Is Valley Falls Tearrace Safe?

Based on CMS inspection data, Valley Falls Tearrace has a clean safety record: no substantiated abuse findings (meaning no confirmed cases of resident harm), no Immediate Jeopardy citations (the most serious violation level indicating risk of serious injury or death), and is not on the Special Focus Facility watch list (a federal program monitoring the lowest-performing 1% of nursing homes). The facility has a 3-star overall rating and ranks #1 of 100 nursing homes in South Carolina. While no facility is perfect, families should still ask about staff-to-resident ratios and recent inspection results during their visit.

Do Nurses at Valley Falls Tearrace Stick Around?

Valley Falls Tearrace has a staff turnover rate of 49%, which is about average for South Carolina nursing homes (state average: 46%).
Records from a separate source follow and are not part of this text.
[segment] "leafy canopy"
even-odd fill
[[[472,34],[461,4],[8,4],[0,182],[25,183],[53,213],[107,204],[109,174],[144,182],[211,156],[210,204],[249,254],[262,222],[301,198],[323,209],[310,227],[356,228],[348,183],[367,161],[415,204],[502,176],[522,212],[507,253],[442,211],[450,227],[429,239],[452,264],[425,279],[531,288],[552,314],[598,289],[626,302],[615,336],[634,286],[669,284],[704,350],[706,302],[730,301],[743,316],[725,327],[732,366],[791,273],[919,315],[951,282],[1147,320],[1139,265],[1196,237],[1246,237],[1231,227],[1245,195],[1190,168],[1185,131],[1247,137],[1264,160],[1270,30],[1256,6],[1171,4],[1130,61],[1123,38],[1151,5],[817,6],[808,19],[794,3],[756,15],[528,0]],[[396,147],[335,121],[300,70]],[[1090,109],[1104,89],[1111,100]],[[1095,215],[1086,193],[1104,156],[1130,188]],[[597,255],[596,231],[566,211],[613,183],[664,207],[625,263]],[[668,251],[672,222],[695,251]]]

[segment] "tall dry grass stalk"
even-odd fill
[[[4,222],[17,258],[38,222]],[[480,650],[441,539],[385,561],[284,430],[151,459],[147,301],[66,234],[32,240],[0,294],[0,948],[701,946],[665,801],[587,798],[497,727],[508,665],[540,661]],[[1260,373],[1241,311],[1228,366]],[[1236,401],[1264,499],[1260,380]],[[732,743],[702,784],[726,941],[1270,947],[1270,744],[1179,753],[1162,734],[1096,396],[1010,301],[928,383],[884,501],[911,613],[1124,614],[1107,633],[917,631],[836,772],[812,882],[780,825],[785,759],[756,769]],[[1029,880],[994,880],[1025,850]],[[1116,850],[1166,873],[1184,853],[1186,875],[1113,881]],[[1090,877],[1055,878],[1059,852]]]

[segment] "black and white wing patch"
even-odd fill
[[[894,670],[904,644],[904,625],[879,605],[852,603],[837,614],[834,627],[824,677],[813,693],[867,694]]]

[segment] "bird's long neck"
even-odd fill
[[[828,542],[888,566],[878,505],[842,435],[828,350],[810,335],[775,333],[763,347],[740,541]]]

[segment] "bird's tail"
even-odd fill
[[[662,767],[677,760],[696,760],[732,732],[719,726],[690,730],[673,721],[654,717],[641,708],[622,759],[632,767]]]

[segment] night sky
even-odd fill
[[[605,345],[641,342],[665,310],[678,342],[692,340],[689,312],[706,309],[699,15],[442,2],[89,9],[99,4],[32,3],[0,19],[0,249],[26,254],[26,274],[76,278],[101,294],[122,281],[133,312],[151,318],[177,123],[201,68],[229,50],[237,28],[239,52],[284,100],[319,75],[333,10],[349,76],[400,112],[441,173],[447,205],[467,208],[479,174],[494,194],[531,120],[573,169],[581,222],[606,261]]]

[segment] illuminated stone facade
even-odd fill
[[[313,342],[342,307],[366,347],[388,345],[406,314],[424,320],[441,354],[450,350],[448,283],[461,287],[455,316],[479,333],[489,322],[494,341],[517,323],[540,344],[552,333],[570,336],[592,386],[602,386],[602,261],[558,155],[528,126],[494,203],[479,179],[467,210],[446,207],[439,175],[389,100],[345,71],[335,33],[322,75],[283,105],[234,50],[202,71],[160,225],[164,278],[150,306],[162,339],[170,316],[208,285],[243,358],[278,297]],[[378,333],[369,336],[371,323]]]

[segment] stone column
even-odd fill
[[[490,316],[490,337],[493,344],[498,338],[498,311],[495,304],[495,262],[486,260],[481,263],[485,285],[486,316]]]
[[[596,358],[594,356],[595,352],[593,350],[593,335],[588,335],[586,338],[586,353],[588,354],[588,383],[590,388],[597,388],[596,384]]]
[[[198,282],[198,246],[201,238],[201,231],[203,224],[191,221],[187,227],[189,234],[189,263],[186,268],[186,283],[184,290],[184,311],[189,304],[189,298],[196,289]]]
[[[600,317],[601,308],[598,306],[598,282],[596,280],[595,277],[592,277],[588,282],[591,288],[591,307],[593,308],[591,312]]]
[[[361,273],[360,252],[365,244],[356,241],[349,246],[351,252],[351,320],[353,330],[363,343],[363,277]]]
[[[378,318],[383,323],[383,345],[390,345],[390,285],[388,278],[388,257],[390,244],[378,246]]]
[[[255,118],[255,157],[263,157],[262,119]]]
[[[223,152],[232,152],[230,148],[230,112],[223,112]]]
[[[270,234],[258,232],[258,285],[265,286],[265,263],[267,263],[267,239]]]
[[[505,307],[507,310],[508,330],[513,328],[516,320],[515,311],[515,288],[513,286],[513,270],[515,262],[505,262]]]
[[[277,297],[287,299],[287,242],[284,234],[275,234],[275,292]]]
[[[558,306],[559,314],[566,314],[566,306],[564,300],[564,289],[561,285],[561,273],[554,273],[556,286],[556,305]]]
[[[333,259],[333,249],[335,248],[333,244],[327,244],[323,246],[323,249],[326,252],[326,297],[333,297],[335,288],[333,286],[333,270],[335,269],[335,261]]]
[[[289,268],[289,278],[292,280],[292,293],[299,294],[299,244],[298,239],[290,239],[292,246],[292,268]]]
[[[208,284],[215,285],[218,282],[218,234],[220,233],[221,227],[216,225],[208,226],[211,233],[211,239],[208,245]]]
Moderate turnover is common in nursing homes, but families should still ask about staff tenure and how the facility maintains care continuity when employees leave.

Was Valley Falls Tearrace Ever Fined?

Valley Falls Tearrace has no federal fines on record. CMS issues fines when nursing homes fail to meet care standards or don't correct problems found during inspections. The absence of fines suggests the facility has either maintained compliance or corrected any issues before penalties were assessed. This is a positive indicator, though families should still review recent inspection reports for the full picture.

Is Valley Falls Tearrace on Any Federal Watch List?

Valley Falls Tearrace is not on any federal watch list. The most significant is the Special Focus Facility (SFF) program, which identifies the bottom 1% of nursing homes nationally based on persistent, serious quality problems. Not being on this list means the facility has avoided the pattern of deficiencies that triggers enhanced federal oversight. This is a positive indicator, though families should still review the facility's inspection history directly.